En segundo lugar, la economía de mercado es la forma de asignación de bienes y servicios que mayores ventajas ha traído a las sociedades modernas. No existe país alrededor de la tierra que haya generado riqueza y posterior desarrollo que no se haya sustentado en los postulados de la ecuación oferta-demanda y en la defensa de la propiedad privada. Si bien se puede discutir en qué medida el gobierno puede tener incidencia en determinados campos de la vida pública – como salud, educación o seguridad social -, la sola idea de la economía planificada desde el Estado debe ser un tema en el que los acuerdos para no asumirla deberían estar claros entre los diferentes actores políticos, económicos y sociales. Venezuela y Ecuador – durante una larguísima década – dan cuenta de lo nocivo que es la excesiva regulación estatal. Al igual que en el caso de la democracia como régimen político, es cierto que los rendimientos de la economía de mercado han tenido resultados no del todo satisfactorios para América Latina; sin embargo, la resolución de los problemas no está en voltear la vista hacia propuestas estatistas sino a aquéllas que pueden hacer una buena simbiosis de lo público y lo privado.
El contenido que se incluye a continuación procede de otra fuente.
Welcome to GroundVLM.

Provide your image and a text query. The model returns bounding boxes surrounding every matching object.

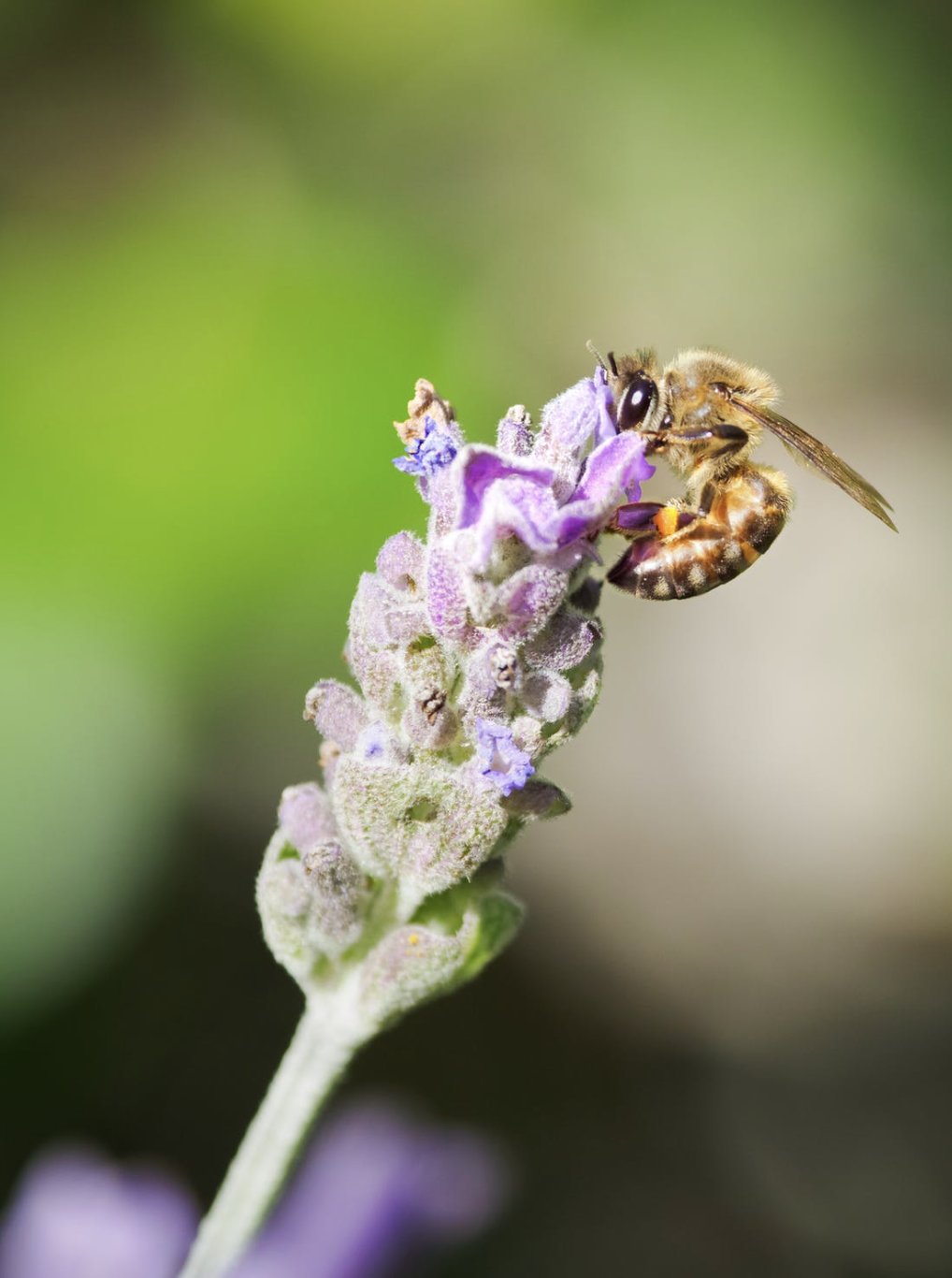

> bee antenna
[585,341,605,373]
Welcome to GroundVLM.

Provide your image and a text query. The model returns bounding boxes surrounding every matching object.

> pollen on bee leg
[652,506,680,537]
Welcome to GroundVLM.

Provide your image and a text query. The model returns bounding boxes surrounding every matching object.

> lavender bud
[304,678,367,750]
[258,360,652,1023]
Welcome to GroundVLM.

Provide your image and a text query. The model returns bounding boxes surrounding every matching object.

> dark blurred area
[0,0,952,1278]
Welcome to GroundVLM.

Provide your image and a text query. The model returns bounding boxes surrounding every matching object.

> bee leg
[659,422,750,447]
[606,501,703,539]
[606,501,665,537]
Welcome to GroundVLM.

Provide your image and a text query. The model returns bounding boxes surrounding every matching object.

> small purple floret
[394,416,456,479]
[477,719,536,795]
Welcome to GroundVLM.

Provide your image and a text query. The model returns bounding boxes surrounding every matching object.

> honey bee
[589,348,896,600]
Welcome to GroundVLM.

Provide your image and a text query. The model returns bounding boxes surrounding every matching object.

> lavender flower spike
[177,357,653,1278]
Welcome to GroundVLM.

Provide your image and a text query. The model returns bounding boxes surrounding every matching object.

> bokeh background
[0,0,952,1278]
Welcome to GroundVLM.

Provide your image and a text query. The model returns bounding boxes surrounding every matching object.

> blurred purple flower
[477,719,536,796]
[0,1101,510,1278]
[0,1149,198,1278]
[234,1101,510,1278]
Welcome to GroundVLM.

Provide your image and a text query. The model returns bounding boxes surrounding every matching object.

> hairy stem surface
[180,981,374,1278]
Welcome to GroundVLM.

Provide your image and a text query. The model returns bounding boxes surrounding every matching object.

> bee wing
[733,400,899,533]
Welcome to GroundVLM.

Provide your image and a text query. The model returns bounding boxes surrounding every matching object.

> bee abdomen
[608,505,786,600]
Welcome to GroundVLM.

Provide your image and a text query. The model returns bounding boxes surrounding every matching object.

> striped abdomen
[608,464,791,600]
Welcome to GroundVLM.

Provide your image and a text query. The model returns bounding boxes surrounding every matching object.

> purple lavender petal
[533,377,605,471]
[496,563,569,642]
[477,719,536,795]
[592,368,618,444]
[456,443,555,528]
[394,416,456,478]
[460,474,560,570]
[0,1149,198,1278]
[572,430,655,506]
[230,1103,509,1278]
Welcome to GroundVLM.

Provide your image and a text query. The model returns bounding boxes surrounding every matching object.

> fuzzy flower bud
[258,370,652,1025]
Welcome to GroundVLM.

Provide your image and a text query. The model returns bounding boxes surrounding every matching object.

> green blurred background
[0,0,952,1278]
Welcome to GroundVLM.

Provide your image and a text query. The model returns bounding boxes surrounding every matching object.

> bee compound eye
[618,373,658,430]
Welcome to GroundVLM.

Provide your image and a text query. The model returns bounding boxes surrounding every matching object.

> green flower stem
[180,974,376,1278]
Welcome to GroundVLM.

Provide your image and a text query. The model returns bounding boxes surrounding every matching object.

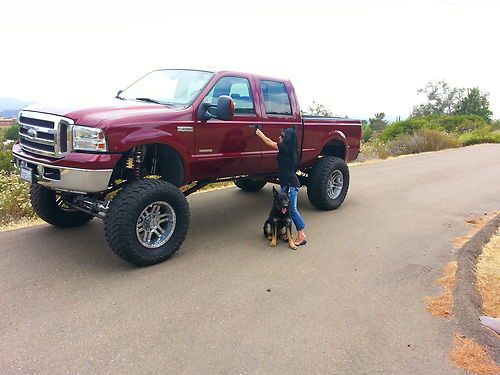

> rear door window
[260,81,292,116]
[204,77,255,116]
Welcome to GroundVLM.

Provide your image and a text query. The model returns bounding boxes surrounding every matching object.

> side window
[260,81,292,116]
[204,77,255,115]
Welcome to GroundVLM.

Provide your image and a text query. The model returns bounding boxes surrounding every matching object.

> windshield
[120,70,213,106]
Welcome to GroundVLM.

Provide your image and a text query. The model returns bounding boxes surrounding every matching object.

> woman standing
[255,128,307,246]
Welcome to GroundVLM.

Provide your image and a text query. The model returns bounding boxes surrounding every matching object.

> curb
[453,214,500,363]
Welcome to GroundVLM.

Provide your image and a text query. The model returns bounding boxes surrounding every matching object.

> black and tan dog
[264,187,297,250]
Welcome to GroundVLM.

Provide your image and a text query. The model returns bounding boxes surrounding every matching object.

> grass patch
[425,290,453,318]
[452,212,498,249]
[476,230,500,318]
[450,334,500,375]
[0,170,36,225]
[458,128,500,146]
[425,262,457,318]
[387,129,460,156]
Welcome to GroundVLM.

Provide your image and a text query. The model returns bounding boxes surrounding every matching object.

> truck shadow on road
[17,187,352,272]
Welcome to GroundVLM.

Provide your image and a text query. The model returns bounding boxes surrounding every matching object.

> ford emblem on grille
[28,129,38,138]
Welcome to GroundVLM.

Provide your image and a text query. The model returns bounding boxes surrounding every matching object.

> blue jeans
[281,185,306,231]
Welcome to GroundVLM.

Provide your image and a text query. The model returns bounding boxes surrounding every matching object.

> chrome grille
[18,111,73,158]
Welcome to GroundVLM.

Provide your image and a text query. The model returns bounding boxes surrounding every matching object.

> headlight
[73,125,108,152]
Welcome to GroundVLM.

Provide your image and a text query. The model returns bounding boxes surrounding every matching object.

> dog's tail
[262,219,271,238]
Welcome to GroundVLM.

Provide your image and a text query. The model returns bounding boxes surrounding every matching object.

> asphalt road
[0,145,500,375]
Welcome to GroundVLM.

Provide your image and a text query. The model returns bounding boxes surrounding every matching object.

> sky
[0,0,500,118]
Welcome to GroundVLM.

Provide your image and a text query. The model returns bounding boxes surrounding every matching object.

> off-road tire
[307,156,349,210]
[30,184,93,228]
[104,179,190,266]
[234,177,266,193]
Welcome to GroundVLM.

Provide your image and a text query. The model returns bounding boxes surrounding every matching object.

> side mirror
[198,95,234,121]
[217,95,234,121]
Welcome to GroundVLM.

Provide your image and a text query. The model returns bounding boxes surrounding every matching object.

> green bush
[380,115,489,142]
[0,171,35,225]
[387,129,460,156]
[361,125,373,142]
[458,128,500,146]
[491,120,500,131]
[379,117,429,142]
[357,140,389,162]
[0,151,14,172]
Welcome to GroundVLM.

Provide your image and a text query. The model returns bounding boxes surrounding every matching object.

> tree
[368,112,388,132]
[455,87,493,122]
[304,101,333,117]
[361,120,373,142]
[411,81,465,117]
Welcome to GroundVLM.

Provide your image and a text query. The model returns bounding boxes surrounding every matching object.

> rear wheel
[30,184,93,228]
[234,177,266,192]
[307,156,349,210]
[104,180,189,266]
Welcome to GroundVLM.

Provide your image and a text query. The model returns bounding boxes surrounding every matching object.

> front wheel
[104,180,189,266]
[307,156,349,210]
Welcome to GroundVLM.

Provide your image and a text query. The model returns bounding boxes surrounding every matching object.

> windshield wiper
[135,98,165,105]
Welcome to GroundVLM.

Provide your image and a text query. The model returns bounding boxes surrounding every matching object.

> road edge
[453,214,500,363]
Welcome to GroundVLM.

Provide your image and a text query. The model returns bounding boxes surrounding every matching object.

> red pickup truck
[13,69,361,266]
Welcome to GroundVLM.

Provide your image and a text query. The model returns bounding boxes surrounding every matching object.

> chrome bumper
[12,153,113,193]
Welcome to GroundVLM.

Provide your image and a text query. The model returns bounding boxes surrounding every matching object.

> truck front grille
[19,111,73,158]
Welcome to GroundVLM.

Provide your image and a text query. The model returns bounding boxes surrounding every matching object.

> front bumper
[12,146,113,193]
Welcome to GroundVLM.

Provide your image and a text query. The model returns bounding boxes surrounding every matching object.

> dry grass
[452,212,498,249]
[450,335,500,375]
[0,218,45,232]
[476,230,500,318]
[425,262,457,318]
[425,290,453,318]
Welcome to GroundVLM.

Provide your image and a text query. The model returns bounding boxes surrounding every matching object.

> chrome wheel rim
[327,169,344,199]
[135,201,177,249]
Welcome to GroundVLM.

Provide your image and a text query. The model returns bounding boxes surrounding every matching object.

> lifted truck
[13,69,361,266]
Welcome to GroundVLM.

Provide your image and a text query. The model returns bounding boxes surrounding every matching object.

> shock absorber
[134,149,142,180]
[125,147,142,180]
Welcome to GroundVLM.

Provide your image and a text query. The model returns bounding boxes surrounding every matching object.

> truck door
[193,75,262,179]
[258,79,303,173]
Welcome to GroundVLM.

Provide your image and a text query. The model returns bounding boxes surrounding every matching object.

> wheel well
[115,143,184,187]
[320,140,346,160]
[143,143,184,187]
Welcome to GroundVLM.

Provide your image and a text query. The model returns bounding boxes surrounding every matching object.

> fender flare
[113,128,191,186]
[321,130,349,159]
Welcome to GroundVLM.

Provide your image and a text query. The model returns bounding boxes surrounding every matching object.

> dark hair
[279,128,299,170]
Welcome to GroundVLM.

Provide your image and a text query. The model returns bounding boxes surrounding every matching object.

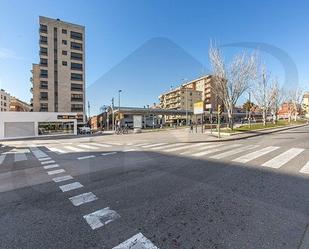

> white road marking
[141,143,166,148]
[210,145,259,159]
[91,143,112,148]
[38,157,51,161]
[233,146,279,163]
[165,143,205,152]
[47,147,67,154]
[101,151,117,156]
[47,169,65,175]
[41,160,55,165]
[59,182,84,192]
[0,154,6,165]
[191,144,241,157]
[262,148,304,169]
[179,143,222,155]
[53,175,73,182]
[77,155,95,160]
[31,147,48,158]
[14,153,27,162]
[69,192,98,207]
[77,144,98,150]
[113,233,159,249]
[151,143,185,150]
[299,162,309,174]
[83,207,120,230]
[64,145,84,152]
[43,164,59,169]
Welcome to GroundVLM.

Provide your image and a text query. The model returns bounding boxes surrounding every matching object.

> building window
[71,83,83,92]
[40,103,48,112]
[40,24,47,34]
[40,92,48,100]
[71,104,84,112]
[71,73,83,81]
[40,47,47,55]
[40,80,48,89]
[71,31,83,41]
[71,62,83,71]
[40,69,48,78]
[71,52,83,61]
[40,35,47,44]
[71,93,83,102]
[40,58,48,67]
[71,42,83,51]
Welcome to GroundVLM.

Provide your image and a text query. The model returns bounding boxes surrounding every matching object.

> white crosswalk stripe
[91,143,112,148]
[299,162,309,174]
[262,148,304,169]
[192,144,241,157]
[64,145,84,152]
[77,144,98,150]
[210,145,259,159]
[141,143,166,148]
[233,146,279,163]
[165,143,205,152]
[14,153,27,162]
[69,192,98,207]
[0,154,6,165]
[151,143,185,150]
[113,233,159,249]
[180,143,222,155]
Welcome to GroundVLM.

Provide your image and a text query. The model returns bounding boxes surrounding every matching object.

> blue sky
[0,0,309,113]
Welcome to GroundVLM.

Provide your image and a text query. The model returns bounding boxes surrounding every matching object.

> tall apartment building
[31,16,85,123]
[0,89,11,112]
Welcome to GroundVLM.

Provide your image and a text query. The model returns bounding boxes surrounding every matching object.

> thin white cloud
[0,48,23,60]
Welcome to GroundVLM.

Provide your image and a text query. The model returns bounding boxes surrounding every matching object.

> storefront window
[38,122,74,135]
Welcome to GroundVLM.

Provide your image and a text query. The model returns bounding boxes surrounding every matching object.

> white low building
[0,112,77,139]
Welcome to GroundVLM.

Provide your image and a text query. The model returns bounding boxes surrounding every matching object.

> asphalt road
[0,126,309,249]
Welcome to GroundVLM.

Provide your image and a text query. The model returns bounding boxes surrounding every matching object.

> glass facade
[38,121,74,135]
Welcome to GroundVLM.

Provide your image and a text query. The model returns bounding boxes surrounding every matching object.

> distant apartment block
[0,89,11,112]
[31,16,85,123]
[10,97,32,112]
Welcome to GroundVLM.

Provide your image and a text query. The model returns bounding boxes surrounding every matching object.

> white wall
[0,112,77,139]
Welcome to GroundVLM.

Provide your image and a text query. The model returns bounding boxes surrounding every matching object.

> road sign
[193,101,204,114]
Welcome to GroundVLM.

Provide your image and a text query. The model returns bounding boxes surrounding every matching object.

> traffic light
[218,105,222,115]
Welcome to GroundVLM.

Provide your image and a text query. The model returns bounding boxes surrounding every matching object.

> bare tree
[271,79,285,124]
[253,65,276,126]
[209,45,256,129]
[288,87,303,122]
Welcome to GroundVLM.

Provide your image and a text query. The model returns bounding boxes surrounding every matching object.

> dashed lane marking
[43,164,59,169]
[59,182,84,192]
[192,144,241,157]
[77,155,95,160]
[83,207,120,230]
[233,146,279,163]
[210,145,259,159]
[14,153,27,162]
[101,151,117,156]
[52,175,73,182]
[113,233,159,249]
[69,192,98,207]
[47,169,65,175]
[262,148,304,169]
[41,160,55,165]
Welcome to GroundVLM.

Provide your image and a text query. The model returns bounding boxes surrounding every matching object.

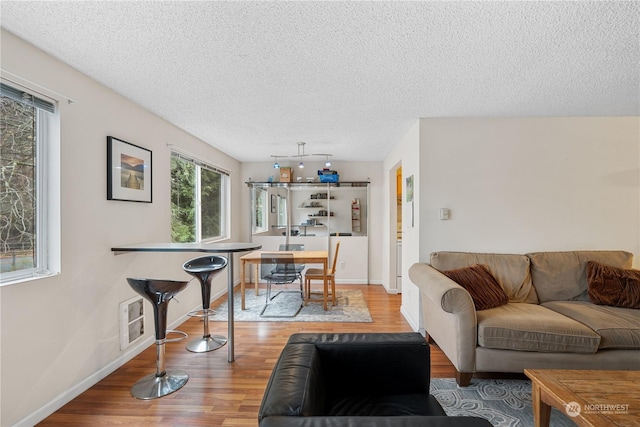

En tercer lugar, es necesario revitalizar desde la sociedad los espacios de convivencia democrática e intercambio económico. Para ello, las mejores armas son la asociación ciudadana y la tolerancia con la opinión diversa. Asociación ciudadana en lo lícito y tolerancia en lo racional. Asociación ciudadana que vigile la acción de los gobernantes y sus desvíos, sobre todo los relacionados con la rampante corrupción. Tolerancia que permita entender y asimilar un argumento bien elaborado aún cuando no sea similar al nuestro. Esa mixtura es la que permitirá a las sociedades latinoamericanas aprender y sacar conclusiones propositivas del convulsionado 2019. En esa mixtura está el complemento de actores políticos más comprometidos en entender a la población y agentes económicos que consideren al mercado como un espacio cargado de valores éticos y justicia.

***

Tras un convulsionado 2019, lo que queda claro es que la desigualdad social es una variable clave para entender y diagnosticar lo que ocurre en América Latina. Frente a ello, un punto de acuerdo inicial es que la reducción de tales asimetrías debe darse dentro del régimen democrático y a partir de los principios básicos de la economía de mercado. Sin uno y otro, la asociación ciudadana y la tolerancia difícilmente podrán ser parte constitutiva de nuestra América Latina. Sin una simbiosis en la que se conjuguen elementos políticos, económicos y sociales como los anotados, las protestas y violencia del año que está por fenecer volverán pronto, acaso con mayor intensidad.

Santiago Basabe es académico de la Flacso. 

1 Comment

  1. Según un informe de Naciones Unidas, entre los países más felices del mundo, Chile está en el primer lugar en Sudamérica, Colombia en el quinto y Ecuador en el sexto. Parece que hay un contrasentido con los resultados de la violencia exhibidos últimamente. Pero si analizamos lo que pasa en nuestro país, veremos que la juventud se siente frustrada: tiene un título de bachiller que no le sirve para nada si no tiene posibilidades para seguir estudiando. Le cerraron los colegios técnicos donde podía obtener una profesión intermedia como electricidad, mecánica, etc. que le sería muy útil a jóvenes de escasos recursos; para ingresar a la universidad, donde no hay cupos suficientes, debe aprobar exámenes rigurosos. Si tiene un título universitario, tampoco le asegura el futuro. El ingreso al campo laboral es mínimo, no hay crecimiento económico. Los servicios de salud del Estado, son deficientes, incluso los del IESS. La clase política, se dedica a mirar por sus intereses particulares o de grupo, no hay visión de patria. No hay sacrificio por ella, al contrario, se procura extraerle (exprimirle) el mayor provecho posible. Se auto-conceden sueldos excesivos, y si son dos o más, mejor. Con cuatro años de servicio, tienen sueldo para toda su vida. Y si hay para la prole, estupendo, se lo merecen. La corrupción campea, los nuevos ricos crecen como hongos a costa del Estado y la Justicia va a pasos de tortuga solo con el un ojo vendado. La impunidad es mal ejemplo. Entonces, el panorama invita al pesimismo, a la frustración. Soñemos con que en el futuro aparezcan líderes auténticos. Un feliz año a Ud. y a todos los de 4-Pelagatos.